Defense attorneys for Pastor Mitzi Bickers dropped a potential bombshell in court late Friday, alleging one of the federal government’s star witnesses in the Atlanta City Hall corruption case was a paid informant for the FBI early on in the alleged cash-for-contracts scheme.

Elvin “E.R.” Mitchell Jr., a former city contractor at the center of the alleged bribery scheme, was paid $50,000 a year by the federal government to try to ensnare public officials to take bribes, defense attorney Drew Findling alleged during a hearing outside the jury’s presence.

Findling alleged Mitchell signed a agreement in 2006 to avoid prosecution amid an unrelated criminal investigation into allegations Mitchell defrauded Fulton County Schools.

Mitchell worked as a paid informant from 2006 to 2012, Findling said. Those years overlap with the time period Mitchell admitted to paying bribes to Bickers for her help in steering city of Atlanta contracts to himself and fellow contractor Charles P. Richards Jr.

Mitchell’s testimony against Bickers is expected to be critical to the government’s case in this first trial of the Atlanta City Hall corruption scandal.

Findling and fellow defense attorney Marissa Goldberg have already tried to lay a foundation that Mitchell is untrustworthy. In her opening statement on Thursday, Goldberg called Mitchell “not credible” and “a hustler and a swindler.”

If evidence that Mitchell was a paid informant tasked with finding government officials to bribe is presented to the jury it could create a pathway for the defense to raise reasonable doubt or potentially an entrapment defense.

“I don’t think this trial can be clean unless the jury knows E.R. Mitchell was employed and cooperating with the government,” Findling said Friday in the hearing, which concerned contested evidence.

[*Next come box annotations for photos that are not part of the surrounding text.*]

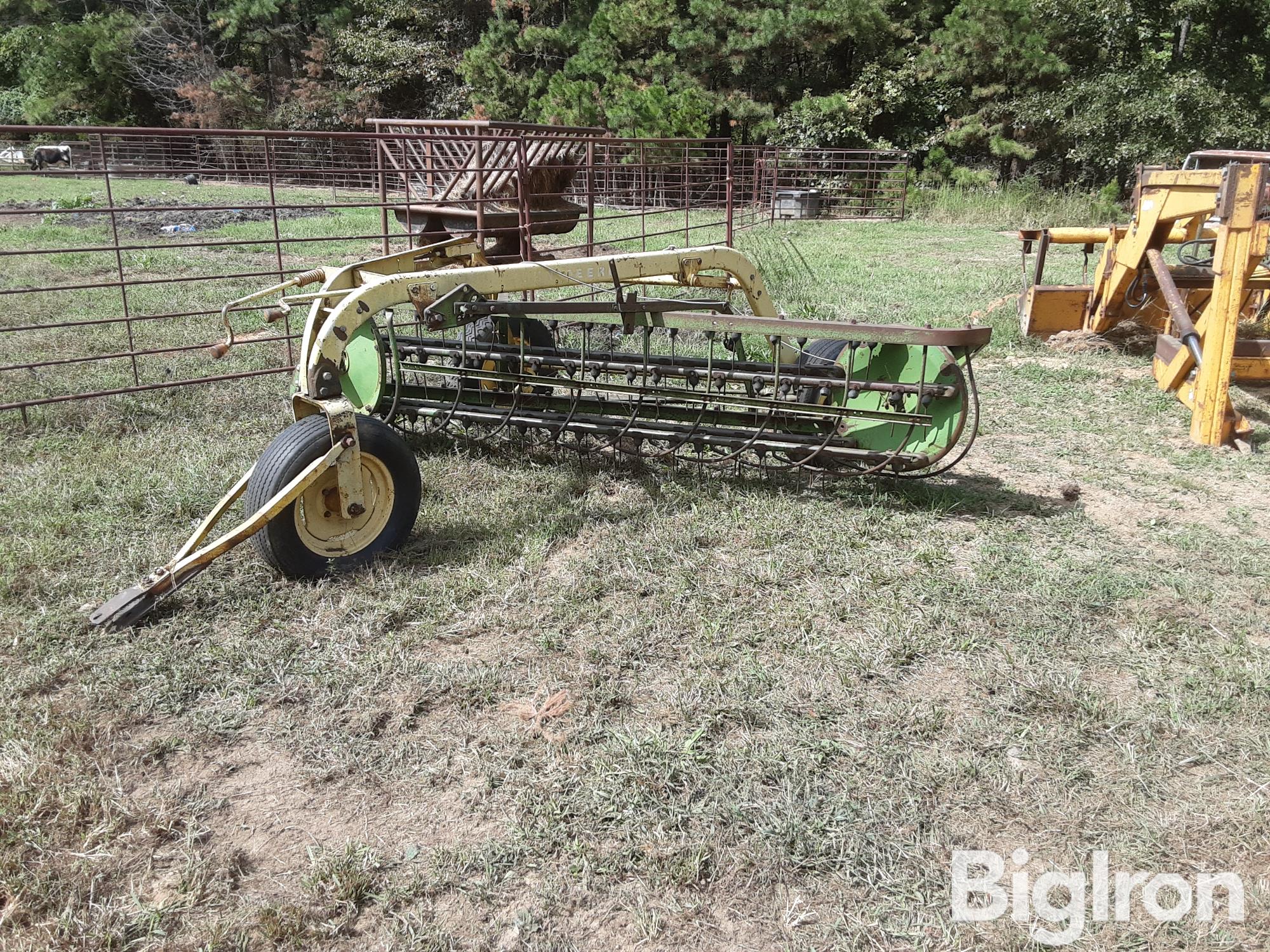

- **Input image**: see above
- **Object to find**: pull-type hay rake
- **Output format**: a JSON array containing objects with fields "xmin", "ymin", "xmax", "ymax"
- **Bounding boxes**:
[{"xmin": 90, "ymin": 240, "xmax": 991, "ymax": 627}]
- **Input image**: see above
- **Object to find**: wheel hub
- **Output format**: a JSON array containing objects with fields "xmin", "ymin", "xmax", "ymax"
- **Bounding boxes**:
[{"xmin": 295, "ymin": 452, "xmax": 395, "ymax": 556}]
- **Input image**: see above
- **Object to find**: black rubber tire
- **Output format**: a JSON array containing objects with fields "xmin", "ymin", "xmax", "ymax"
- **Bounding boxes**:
[{"xmin": 244, "ymin": 414, "xmax": 422, "ymax": 579}]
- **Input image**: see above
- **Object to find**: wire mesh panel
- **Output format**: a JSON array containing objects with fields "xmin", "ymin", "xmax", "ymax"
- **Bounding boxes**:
[
  {"xmin": 770, "ymin": 149, "xmax": 908, "ymax": 218},
  {"xmin": 0, "ymin": 124, "xmax": 732, "ymax": 413}
]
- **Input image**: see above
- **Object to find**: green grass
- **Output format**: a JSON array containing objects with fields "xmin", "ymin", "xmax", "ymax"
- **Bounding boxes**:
[
  {"xmin": 0, "ymin": 178, "xmax": 1270, "ymax": 949},
  {"xmin": 908, "ymin": 179, "xmax": 1125, "ymax": 228}
]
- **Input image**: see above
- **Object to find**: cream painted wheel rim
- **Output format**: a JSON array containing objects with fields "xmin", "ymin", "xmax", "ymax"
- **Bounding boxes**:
[{"xmin": 293, "ymin": 449, "xmax": 396, "ymax": 557}]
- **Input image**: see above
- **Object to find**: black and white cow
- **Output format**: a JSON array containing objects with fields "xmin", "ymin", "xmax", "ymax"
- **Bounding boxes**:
[{"xmin": 30, "ymin": 146, "xmax": 71, "ymax": 171}]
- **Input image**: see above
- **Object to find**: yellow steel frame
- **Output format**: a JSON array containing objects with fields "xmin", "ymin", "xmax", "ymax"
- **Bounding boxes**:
[{"xmin": 1021, "ymin": 164, "xmax": 1270, "ymax": 446}]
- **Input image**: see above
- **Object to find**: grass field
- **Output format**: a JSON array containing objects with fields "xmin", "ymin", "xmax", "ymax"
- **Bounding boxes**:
[{"xmin": 0, "ymin": 175, "xmax": 1270, "ymax": 949}]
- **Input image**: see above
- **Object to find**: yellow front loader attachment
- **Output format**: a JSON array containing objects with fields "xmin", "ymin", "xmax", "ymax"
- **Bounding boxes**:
[{"xmin": 1019, "ymin": 154, "xmax": 1270, "ymax": 448}]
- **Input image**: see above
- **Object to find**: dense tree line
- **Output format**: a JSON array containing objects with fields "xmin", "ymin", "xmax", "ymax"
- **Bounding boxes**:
[{"xmin": 0, "ymin": 0, "xmax": 1270, "ymax": 184}]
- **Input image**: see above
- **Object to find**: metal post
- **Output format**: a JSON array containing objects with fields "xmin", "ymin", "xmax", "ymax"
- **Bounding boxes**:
[
  {"xmin": 724, "ymin": 138, "xmax": 735, "ymax": 248},
  {"xmin": 899, "ymin": 152, "xmax": 911, "ymax": 221},
  {"xmin": 475, "ymin": 136, "xmax": 480, "ymax": 251},
  {"xmin": 587, "ymin": 138, "xmax": 596, "ymax": 258},
  {"xmin": 516, "ymin": 136, "xmax": 533, "ymax": 261},
  {"xmin": 683, "ymin": 140, "xmax": 692, "ymax": 248},
  {"xmin": 767, "ymin": 146, "xmax": 781, "ymax": 225},
  {"xmin": 97, "ymin": 132, "xmax": 141, "ymax": 386},
  {"xmin": 639, "ymin": 142, "xmax": 648, "ymax": 251},
  {"xmin": 373, "ymin": 119, "xmax": 389, "ymax": 254},
  {"xmin": 264, "ymin": 138, "xmax": 292, "ymax": 364}
]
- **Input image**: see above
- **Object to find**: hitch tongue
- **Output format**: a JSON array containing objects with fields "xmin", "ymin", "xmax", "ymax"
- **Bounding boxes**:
[{"xmin": 89, "ymin": 437, "xmax": 356, "ymax": 628}]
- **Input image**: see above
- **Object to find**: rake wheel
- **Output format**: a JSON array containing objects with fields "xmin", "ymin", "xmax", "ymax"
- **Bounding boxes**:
[{"xmin": 245, "ymin": 415, "xmax": 420, "ymax": 579}]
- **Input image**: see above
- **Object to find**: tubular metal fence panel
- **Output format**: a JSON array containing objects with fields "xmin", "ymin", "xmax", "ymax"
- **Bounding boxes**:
[{"xmin": 0, "ymin": 119, "xmax": 907, "ymax": 418}]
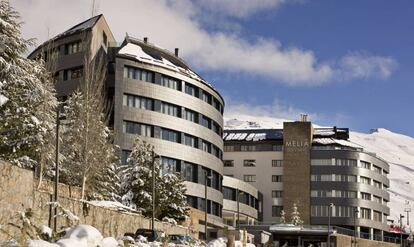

In 2006, Mitchell reached a $1.7 million civil settlement with the Fulton schools over alleged overbilling for construction projects at two county schools, according to school system records.

Those alleged acts triggered a federal criminal investigation. Mitchell agreed to become an informant to avoid prosecution at the time, Findling alleged. Mitchell was not charged in the Fulton schools matter and he agreed not to do any government contracting for three years.

Findling said Mitchell’s agreement with the U.S. Attorney’s office and related records were in a mountain of documents provided to defense attorneys as discovery ahead of Bickers’ trial.

But three federal prosecutors in court Friday seemed to know nothing about the alleged agreement.

“If you looked over here, you saw a lot of furrowed brows because we don’t know what (Findling is) talking about,” Assistant U.S. Attorney Nathan Kitchens said. “We’d love to see these records.”

In 2017, the AJC reported Mitchell was approached by federal prosecutors to be an informant and about the existence of an unsigned draft non-prosecution agreement dated from 2006. Federal prosecutors declined to comment to the AJC five years ago if Mitchell had signed an agreement.

On Friday, Findling asked U.S. District Court Judge Steve C. Jones to allow the defense to admit the evidence that Mitchell was a paid informant.

Findling said Mitchell also got the approval of the U.S. Attorney’s Office in 2009, after he was allowed to seek government contracts again, to hire someone to perform public relations work for his firm.

That person, Findling said, was Bickers.

Findling said Mitchell was also heard saying to others at one point that he owed Bickers about $1 million. Such evidence might give the defense another way to establish reasonable doubt from a government case that includes cooperating co-conspirators and substantial bank and tax records.